13. The method of claim 1, wherein the cardiomyopathy is dilated cardiomyopathy or a hypertrophic cardiomyopathy.

14. The method of claim 1, wherein the treating comprises improving cardiac function or preventing deterioration in cardiac function.

15. The method of claim 14, wherein the improving or preventing deterioration comprises increasing at least one of ejection fraction or fractional shortening.

16. The method of claim 14, wherein the improving or preventing deterioration comprises decreasing at least one of left ventricular end systolic diameter or left ventricular end diastolic diameter.

17. The method of claim 1, wherein the treating or the preventing comprises reducing expression of at least one molecular marker of cardiomyopathy.

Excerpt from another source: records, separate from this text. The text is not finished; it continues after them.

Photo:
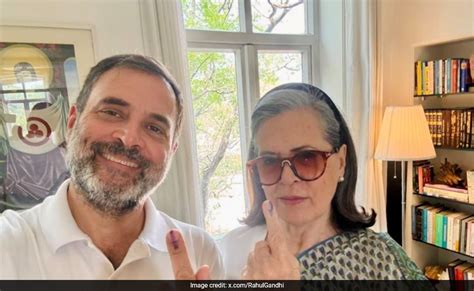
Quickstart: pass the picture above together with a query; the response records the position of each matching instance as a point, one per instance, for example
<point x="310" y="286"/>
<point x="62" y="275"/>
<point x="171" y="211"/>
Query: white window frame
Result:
<point x="246" y="45"/>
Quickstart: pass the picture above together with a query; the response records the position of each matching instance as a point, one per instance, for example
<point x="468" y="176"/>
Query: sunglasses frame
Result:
<point x="251" y="165"/>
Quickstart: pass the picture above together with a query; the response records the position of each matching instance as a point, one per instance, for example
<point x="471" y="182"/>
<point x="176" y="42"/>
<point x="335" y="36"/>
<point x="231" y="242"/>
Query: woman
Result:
<point x="302" y="160"/>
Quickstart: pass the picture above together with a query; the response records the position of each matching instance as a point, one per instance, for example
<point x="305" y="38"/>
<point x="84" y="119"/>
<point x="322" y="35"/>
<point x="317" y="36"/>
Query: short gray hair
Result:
<point x="280" y="101"/>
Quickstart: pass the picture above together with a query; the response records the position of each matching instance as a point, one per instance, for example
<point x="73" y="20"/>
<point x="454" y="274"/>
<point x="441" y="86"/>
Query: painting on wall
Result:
<point x="38" y="82"/>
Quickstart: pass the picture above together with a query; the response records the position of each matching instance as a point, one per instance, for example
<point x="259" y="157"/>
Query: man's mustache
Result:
<point x="115" y="148"/>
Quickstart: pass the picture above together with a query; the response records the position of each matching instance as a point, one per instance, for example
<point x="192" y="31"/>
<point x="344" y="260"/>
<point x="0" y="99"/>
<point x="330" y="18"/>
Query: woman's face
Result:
<point x="299" y="202"/>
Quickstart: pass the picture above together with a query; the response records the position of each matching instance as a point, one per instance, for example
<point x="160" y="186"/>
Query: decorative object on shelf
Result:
<point x="434" y="272"/>
<point x="450" y="174"/>
<point x="404" y="136"/>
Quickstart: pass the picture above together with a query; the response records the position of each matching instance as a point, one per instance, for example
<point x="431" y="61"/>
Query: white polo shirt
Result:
<point x="45" y="242"/>
<point x="236" y="247"/>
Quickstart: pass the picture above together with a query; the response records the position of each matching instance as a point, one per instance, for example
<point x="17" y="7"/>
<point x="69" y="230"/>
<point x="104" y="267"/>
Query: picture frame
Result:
<point x="42" y="69"/>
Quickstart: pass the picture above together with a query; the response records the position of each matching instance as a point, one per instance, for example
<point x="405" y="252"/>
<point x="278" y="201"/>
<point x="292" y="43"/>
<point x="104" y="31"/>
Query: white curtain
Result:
<point x="164" y="38"/>
<point x="363" y="101"/>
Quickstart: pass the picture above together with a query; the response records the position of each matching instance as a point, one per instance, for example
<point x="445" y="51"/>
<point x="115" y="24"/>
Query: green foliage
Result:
<point x="215" y="103"/>
<point x="211" y="14"/>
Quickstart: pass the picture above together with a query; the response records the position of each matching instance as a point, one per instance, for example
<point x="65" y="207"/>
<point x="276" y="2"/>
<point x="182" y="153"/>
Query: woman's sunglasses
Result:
<point x="308" y="165"/>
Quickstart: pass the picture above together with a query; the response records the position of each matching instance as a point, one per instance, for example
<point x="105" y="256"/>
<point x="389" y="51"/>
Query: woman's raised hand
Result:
<point x="271" y="258"/>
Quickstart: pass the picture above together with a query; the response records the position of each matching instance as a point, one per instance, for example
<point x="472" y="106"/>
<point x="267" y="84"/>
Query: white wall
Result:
<point x="115" y="23"/>
<point x="330" y="49"/>
<point x="405" y="23"/>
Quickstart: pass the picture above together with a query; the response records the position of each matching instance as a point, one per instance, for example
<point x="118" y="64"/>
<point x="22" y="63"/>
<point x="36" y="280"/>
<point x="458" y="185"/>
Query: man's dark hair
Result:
<point x="135" y="62"/>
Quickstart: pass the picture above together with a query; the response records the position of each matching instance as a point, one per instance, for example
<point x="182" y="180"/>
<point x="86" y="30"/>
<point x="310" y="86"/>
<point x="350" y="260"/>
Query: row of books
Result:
<point x="444" y="191"/>
<point x="443" y="227"/>
<point x="460" y="270"/>
<point x="451" y="127"/>
<point x="442" y="76"/>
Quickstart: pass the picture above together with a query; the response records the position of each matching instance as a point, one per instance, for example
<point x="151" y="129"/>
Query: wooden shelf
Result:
<point x="453" y="148"/>
<point x="443" y="95"/>
<point x="443" y="248"/>
<point x="444" y="199"/>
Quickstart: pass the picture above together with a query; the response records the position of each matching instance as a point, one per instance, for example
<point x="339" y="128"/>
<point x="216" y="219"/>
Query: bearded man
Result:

18. The method of claim 17, wherein the molecular marker is selected from the group consisting of atrial natriuretic factor, brain natriuretic factor, Bcl-2, Elk-1, c-Jun, JunD, Vegf, Myl7, Sln, and Elk 4.

19. The method of claim 17, wherein the molecular marker is a sarcomere structure protein.

20. The method of claim 19, wherein the sarcomere structure protein is myosin.